Nunca en nuestra historia reciente habíamos hablado tanto de salud mental, y sin embargo, nunca habíamos estado tan enfermos del alma. El reciente Monitor de Salud Mental en España 2025 de Ipsos confirma una tendencia que ya era evidente: seis de cada diez españoles consideran que la salud mental es hoy el principal problema sanitario del país, por delante incluso del cáncer o la obesidad.
La tristeza, el desánimo o el miedo existieron siempre, pero carecían del altavoz y del espejo social que ahora los amplifican. Lo que antes se sobrellevaba —con silencio, con resignación o con fe— hoy se mide, se etiqueta y se multiplica en impactos de información.
El estudio de Ipsos señala además una fractura clara entre la demanda ciudadana y la respuesta institucional: ocho de cada diez españoles exigen que la salud mental tenga la misma consideración que la física, pero casi la mitad cree que el sistema sanitario no responde a esa exigencia. En otras palabras, el malestar se percibe, pero no se cura.
La sensibilidad se ha desplazado hacia los más jóvenes y hacia las mujeres. Las generaciones millennial y Z encabezan las estadísticas de ansiedad, estrés o depresión. Son también las que más hablan de su bienestar mental y las que con más frecuencia reconocen haber sentido desesperanza o bloqueo. Esa diferencia generacional tiene una explicación profunda: vivimos en un entorno de competencia permanente, precariedad laboral, precios inalcanzables de la vivienda y una hiperconectividad que no deja espacio para el silencio.
Todo influye. Las redes sociales, venden vidas perfectas y generan frustración. La desaparición de la moral y la religión, que durante siglos ofrecieron consuelo y un sentido del deber, se da por desaparecida. La fragmentación familiar, la soledad urbana, la pérdida de contacto con la naturaleza. Incluso los medicamentos —que sin duda alivian— terminan siendo una prótesis más de una sociedad que busca soluciones rápidas a problemas que son estructurales.
Pero quizá ha llegado el momento de cambiar el enfoque. Hemos atribuido el problema a mil causas —económicas, tecnológicas, culturales—, pero solo lo hemos atribuido. Tal vez haya que empezar a mirar hacia otro lado: no hacia los enfermos, sino hacia los sanos. A quienes, pese a las mismas presiones, conservan la serenidad, el sentido del humor y la capacidad de disfrutar de la vida. Son ellos quienes podrían encerrar las claves más valiosas de este enigma colectivo.

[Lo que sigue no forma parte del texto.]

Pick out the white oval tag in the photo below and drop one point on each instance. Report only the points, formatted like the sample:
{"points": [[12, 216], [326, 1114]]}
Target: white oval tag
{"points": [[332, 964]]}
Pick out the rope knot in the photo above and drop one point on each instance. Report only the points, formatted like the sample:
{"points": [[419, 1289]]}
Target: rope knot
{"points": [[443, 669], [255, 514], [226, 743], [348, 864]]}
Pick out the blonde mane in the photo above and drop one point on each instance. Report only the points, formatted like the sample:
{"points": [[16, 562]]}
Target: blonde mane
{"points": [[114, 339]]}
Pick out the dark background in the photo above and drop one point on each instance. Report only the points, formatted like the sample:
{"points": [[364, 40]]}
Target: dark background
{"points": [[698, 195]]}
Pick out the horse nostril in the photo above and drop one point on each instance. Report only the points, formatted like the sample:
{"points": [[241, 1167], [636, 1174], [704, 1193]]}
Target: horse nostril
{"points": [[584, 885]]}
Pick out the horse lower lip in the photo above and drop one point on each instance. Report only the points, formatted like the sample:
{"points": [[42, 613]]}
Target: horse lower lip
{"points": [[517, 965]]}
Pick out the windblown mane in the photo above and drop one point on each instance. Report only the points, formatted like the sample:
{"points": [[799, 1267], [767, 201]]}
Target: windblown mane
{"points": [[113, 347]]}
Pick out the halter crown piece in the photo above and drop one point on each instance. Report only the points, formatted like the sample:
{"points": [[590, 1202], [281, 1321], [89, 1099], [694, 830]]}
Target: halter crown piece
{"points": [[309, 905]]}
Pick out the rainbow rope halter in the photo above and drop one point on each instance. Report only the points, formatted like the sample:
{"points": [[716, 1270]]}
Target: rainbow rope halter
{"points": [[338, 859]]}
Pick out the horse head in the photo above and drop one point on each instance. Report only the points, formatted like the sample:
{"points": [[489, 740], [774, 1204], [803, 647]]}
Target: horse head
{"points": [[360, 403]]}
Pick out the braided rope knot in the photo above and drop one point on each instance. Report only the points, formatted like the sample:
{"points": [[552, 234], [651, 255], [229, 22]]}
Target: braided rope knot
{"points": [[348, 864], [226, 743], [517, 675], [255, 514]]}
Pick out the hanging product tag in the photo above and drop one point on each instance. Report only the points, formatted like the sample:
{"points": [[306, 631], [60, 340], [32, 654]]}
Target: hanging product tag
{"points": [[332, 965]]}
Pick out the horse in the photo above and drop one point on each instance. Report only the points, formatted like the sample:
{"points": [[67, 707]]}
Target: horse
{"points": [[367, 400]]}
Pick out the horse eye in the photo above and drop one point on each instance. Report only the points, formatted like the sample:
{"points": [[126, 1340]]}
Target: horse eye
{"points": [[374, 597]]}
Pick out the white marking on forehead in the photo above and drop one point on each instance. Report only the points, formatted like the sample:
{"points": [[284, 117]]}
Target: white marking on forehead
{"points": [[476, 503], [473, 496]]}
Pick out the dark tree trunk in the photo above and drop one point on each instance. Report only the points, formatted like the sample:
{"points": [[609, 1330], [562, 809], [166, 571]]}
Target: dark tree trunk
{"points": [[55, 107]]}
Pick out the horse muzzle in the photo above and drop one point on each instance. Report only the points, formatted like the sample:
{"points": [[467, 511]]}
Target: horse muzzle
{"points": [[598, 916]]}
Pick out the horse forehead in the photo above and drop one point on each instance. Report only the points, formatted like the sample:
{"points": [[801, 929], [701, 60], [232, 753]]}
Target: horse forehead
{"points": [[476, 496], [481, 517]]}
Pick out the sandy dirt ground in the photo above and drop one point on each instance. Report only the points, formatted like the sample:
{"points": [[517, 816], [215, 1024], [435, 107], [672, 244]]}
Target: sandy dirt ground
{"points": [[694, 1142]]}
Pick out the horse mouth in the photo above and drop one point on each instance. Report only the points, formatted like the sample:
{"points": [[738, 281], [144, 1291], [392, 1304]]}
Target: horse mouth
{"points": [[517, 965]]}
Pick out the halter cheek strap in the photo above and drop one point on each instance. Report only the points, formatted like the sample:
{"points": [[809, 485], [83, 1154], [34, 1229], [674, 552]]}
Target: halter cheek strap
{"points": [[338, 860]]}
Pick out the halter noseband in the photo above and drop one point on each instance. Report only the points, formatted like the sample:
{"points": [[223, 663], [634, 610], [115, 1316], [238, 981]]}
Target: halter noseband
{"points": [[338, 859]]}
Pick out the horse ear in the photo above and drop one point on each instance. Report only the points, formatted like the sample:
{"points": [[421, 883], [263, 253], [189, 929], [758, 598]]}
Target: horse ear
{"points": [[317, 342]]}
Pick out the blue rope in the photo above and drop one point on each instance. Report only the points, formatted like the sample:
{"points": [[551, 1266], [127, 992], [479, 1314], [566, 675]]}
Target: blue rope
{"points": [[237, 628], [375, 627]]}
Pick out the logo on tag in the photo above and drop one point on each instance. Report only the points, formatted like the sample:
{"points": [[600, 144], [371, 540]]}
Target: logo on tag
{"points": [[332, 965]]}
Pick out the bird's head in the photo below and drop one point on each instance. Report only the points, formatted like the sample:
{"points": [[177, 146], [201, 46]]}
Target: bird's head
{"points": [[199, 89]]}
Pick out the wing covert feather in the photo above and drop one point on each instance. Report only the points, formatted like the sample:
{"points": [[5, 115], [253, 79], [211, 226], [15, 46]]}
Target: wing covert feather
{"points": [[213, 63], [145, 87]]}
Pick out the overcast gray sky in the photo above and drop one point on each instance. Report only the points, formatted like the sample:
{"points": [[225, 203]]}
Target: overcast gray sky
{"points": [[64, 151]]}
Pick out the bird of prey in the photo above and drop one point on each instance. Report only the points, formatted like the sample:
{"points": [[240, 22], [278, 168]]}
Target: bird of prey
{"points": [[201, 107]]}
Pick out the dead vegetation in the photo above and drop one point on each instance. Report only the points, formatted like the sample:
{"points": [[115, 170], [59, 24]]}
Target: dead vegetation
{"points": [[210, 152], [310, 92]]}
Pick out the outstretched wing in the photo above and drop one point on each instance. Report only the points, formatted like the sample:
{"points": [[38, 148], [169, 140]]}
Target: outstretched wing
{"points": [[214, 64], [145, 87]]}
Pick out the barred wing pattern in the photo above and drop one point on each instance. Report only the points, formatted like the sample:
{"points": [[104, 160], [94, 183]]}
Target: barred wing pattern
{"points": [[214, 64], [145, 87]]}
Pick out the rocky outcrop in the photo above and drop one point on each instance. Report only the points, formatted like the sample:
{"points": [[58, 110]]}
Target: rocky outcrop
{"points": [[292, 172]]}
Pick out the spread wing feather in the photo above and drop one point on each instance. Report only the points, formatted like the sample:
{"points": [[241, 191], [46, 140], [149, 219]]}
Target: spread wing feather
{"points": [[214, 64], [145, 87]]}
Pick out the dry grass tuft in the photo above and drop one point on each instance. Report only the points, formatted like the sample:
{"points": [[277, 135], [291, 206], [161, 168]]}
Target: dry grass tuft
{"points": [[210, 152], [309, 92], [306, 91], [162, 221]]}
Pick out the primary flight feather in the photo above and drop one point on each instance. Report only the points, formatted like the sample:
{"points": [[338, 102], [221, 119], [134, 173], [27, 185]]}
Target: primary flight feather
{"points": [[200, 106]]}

¿Quiénes son esos hombres y mujeres que, incluso en edades avanzadas donde la incidencia de enfermedades mentales puede alcanzar el 70%, mantienen una mente equilibrada? ¿Qué han hecho distinto? ¿Cómo afrontan las pérdidas, el dolor o la soledad? ¿Qué papel juegan su historia vital, sus creencias, su modo de relacionarse, su consumo —o abstinencia— de fármacos o de otro tipo de estimulantes? Apenas se ha investigado este territorio. Durante décadas, la ciencia se ha volcado en el estudio del trastorno, pero ha ignorado al sano. Sabemos mucho de la patología y casi nada de la salud.
Un estudio serio de estas biografías de equilibrio —un “atlas de los sanos”, por así decir— podría ofrecer respuestas más útiles que muchos manuales clínicos. Quizá descubriríamos que la fortaleza mental no depende solo de los genes, sino de una forma de vivir: una vida menos ansiosa por el éxito, más sobria, más vinculada a los demás y más consciente del límite. En una palabra: más humana. La terapia del futuro podría no consistir en recetar más antidepresivos, sino en enseñar modelos de vida.
Por desgracia, estas ideas apenas despiertan interés. La sociedad prefiere tratar el síntoma que analizar la causa, y menos aún la ausencia de ella. Y, sin embargo, tal vez ahí esté la verdadera revolución pendiente: estudiar cómo se mantiene la salud mental, no solo cómo se pierde. Tal vez en ellos, y no en las estadísticas de enfermos, esté la clave del futuro.